On 20th October 2016, the Scottish government announced a consultation on Scottish Independence and published a draft Bill aimed at achieving a further independence referendum.  See the draft Bill.

The announcement states that - "Following a commitment in last month’s Programme for Government, the draft bill has been prepared to protect Scotland’s interests in light of the UK vote to leave the EU and the overwhelming vote across Scotland to remain. Having the bill available will allow all options to be available to the Scottish Parliament to protect Scotland’s continuing relationship with Europe.

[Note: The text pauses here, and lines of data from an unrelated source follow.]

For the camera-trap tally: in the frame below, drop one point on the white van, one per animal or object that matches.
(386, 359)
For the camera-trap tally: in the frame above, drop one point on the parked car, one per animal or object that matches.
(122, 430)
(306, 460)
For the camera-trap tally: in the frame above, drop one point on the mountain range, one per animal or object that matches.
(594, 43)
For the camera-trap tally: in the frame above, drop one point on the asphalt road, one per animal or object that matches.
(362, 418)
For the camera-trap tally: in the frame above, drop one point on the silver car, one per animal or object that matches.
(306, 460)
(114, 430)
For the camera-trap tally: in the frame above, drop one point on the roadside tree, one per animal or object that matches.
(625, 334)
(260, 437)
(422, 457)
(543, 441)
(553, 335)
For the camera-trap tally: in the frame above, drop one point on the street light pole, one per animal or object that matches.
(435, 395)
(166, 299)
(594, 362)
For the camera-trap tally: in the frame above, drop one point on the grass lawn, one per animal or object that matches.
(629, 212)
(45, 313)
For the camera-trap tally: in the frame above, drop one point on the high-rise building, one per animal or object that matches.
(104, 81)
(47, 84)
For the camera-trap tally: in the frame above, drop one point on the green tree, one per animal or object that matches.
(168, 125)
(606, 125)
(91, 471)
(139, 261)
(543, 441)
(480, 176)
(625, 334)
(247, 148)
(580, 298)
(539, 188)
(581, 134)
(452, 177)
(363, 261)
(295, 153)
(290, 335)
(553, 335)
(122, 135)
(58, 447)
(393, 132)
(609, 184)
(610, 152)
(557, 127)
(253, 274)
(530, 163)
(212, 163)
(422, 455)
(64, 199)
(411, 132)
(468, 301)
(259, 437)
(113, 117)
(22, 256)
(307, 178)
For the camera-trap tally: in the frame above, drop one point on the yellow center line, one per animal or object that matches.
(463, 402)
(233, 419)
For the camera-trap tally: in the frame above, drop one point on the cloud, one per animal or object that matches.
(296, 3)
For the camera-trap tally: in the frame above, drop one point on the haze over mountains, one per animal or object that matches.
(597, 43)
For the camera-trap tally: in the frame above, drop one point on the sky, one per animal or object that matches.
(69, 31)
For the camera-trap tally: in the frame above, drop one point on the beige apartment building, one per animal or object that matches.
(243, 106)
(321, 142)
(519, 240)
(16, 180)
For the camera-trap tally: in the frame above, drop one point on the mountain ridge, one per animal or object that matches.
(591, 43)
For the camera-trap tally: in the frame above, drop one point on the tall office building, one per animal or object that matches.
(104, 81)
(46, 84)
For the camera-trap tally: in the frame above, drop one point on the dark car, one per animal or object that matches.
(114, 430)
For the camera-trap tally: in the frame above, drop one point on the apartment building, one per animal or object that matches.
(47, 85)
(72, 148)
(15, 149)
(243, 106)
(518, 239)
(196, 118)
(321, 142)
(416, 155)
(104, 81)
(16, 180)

The draft bill proposes that any referendum would be run in a way similar to 2014, with technical adjustments to reflect recent changes in elections law and procedures such as individual registration.  The franchise will be the same as that for the Scottish Parliament."

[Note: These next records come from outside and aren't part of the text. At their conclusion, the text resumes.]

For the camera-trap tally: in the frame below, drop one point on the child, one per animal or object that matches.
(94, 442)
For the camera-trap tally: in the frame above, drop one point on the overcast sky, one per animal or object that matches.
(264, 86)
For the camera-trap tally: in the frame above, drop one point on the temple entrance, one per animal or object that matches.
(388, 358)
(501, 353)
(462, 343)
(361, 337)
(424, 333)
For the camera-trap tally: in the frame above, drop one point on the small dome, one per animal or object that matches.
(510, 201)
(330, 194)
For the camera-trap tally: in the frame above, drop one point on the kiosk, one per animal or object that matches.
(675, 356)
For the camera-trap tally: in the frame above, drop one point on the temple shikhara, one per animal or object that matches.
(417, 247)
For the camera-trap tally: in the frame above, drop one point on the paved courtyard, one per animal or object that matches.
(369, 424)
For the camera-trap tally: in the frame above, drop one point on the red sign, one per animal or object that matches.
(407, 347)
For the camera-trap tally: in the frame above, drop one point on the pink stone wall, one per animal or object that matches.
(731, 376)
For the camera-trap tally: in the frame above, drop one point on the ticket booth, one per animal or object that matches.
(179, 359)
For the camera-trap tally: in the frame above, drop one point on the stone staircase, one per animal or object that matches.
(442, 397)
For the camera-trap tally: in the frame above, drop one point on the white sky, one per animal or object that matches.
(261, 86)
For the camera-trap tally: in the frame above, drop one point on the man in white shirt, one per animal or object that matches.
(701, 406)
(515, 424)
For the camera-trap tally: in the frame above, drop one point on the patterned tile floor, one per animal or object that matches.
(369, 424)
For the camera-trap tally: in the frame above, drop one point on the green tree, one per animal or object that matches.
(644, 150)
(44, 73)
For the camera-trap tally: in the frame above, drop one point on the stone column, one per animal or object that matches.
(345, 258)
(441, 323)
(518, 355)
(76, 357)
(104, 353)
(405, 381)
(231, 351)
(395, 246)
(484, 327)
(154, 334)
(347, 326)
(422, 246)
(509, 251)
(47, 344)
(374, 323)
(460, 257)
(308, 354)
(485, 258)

The consultation points out that the franchise will extend to 16 and 17 year-olds and citizens of EU countries who have made Scotland their home.  Those groups did not have the right to vote in the 23rd June EU referendum.

Legislative competence:

The draft Bill  seeks to apply the Scottish Independence Referendum Act 2013 to the proposed independence referendum.  The 2013 Act was an Act of the Scottish Parliament to make provision, in accordance with paragraph 5A of Part 1 of Schedule 5 to the Scotland Act 1998, for the holding of a referendum in Scotland in 2014 on a question about the independence of Scotland.

For the purposes of the 2014 independence referendum, Schedule 5 of the Scotland Act was modified by Order in Council made under powers in the Scotland Act 1998 section 30.  That modification specified that the Scottish Independence referendum had to be held by 31st December 2014.

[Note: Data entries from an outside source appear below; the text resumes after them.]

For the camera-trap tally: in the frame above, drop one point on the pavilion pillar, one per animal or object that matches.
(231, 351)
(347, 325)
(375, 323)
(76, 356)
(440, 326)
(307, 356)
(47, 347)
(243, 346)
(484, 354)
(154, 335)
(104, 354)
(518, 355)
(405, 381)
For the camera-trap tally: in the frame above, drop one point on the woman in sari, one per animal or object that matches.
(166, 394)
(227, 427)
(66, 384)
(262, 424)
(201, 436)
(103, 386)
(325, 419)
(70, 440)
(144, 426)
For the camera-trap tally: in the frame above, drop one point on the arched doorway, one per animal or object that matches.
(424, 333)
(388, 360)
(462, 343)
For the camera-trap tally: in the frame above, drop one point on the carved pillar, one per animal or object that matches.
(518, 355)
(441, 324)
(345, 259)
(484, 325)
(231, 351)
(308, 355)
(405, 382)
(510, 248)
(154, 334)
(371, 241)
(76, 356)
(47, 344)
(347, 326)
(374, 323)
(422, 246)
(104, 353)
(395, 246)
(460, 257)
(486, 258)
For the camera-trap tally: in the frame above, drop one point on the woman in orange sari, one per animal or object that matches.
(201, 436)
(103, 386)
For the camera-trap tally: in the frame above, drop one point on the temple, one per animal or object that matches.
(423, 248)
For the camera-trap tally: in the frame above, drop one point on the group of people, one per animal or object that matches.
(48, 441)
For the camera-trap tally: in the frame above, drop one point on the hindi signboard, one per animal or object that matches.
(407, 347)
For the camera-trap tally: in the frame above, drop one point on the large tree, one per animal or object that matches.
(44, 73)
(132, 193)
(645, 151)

Interestingly, the Union of the Kingdoms of Scotland and England is a reserved matter and the Scottish Parliament does not have competence to legislate for reserved matters.  However, the view in Scotland appears to be that further modification to the Scotland Act 1998 will not be required to permit a further consultative independence referendum to lawfully proceed.  

This is a point to which we may have to return at a later date because it must be arguable that for Scotland to legislate for an independence referendum must necessarily amount to legislating about a reserved matter.  The use of the section 30 Order referred to above circumvented this problem in relation to the 2014 referendum.  For an interesting discussion on this point see UK Constitutional Law Association blog - Graeme Cowie - Scotland and a Second Independence Referendum.

Other points:
If the result of the proposed referendum was in favour of independence then the Scottish government would certainly have a strong hand in pursuing actual independence with the British government.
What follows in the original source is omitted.